Manuel Martínez Molina, un hombre bueno y generoso
No he escrito nunca un obituario. Hace unas horas me han dado una noticia de las que te marcan el alma y la memoria para siempre: “Manolo Martínez Molina ha fallecido esta mañana”. No puede ser, es la respuesta que brota de inmediato en mi interior. Pero, si habíamos hablado por teléfono hace pocas semanas; si estaba bien; si hace poco más de dos meses había superado con una entereza y un estoicismo dignos de admiración la tortura interminable de un herpes zoster; pero, si estaba lleno de vida; pero, si… No había escrito nunca antes un obituario y aquí estoy tratando de dar el último adiós a un hombre bueno, a un ser humano de una generosidad y lealtad sin límites, a un entrañable y cariñoso amigo.

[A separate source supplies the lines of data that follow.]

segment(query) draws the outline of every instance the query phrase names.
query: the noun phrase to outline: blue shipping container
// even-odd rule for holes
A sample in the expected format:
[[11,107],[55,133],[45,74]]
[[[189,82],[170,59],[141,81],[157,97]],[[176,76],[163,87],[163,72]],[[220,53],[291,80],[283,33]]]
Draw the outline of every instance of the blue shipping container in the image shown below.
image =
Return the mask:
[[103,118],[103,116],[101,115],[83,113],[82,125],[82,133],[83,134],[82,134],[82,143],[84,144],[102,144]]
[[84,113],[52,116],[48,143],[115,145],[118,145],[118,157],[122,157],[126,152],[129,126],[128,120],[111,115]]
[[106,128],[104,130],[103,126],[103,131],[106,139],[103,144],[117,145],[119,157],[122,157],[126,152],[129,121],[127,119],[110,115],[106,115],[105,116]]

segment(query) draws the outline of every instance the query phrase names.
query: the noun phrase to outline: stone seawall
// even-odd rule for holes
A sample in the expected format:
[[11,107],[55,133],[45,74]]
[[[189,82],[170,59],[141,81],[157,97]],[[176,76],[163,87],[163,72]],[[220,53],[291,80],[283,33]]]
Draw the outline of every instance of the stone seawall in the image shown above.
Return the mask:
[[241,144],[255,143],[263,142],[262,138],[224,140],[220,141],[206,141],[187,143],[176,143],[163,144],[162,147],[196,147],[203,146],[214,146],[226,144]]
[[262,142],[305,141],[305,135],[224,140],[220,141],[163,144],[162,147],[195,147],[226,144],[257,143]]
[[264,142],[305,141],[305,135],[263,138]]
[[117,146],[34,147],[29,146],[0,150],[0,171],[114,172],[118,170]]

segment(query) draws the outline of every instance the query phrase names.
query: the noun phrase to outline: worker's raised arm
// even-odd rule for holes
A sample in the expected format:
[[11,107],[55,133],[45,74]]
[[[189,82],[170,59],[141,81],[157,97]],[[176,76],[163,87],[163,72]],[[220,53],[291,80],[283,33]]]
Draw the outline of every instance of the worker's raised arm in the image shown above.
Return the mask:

En El libro de los réquiems, Mauricio Wiesenthal cuenta que en el cementerio protestante de Capri hay una tumba con estas palabras de Giuseppe Mazzini: “No existe la muerte, sólo existe el olvido”. Una frase rotunda que encierra una gran verdad: el final de nuestra existencia no lo certifica la muerte, sino el olvido. Nuestra existencia, no biológica sino biográfica, acaba definitivamente cuando el olvido borra hasta el más mínimo rastro de lo que fuimos. Y a la inversa, nuestra existencia depende de la memoria de los demás. De ahí que la memoria se convierta en un problema moral para los vivos, que adquieren la responsabilidad de hacer que sigan existiendo aquéllos que ya muertos consideran que deben sobrevivir.
En sus últimos años, Borges escribió un soneto (“Ya somos el olvido”) cuyo primer verso es brutal, tremendo, como un disparo en el centro de tu conciencia: “Ya somos el olvido que seremos”. Todos estamos condenados a ser olvido y polvo, sí; pero la memoria puede neutralizar ese olvido. Nuestra memoria, como personas generosas y agradecidas, tiene la potestad y el deber de convertir en inmortales a sus seres queridos.
Amigo Manolo, nunca te olvidaremos.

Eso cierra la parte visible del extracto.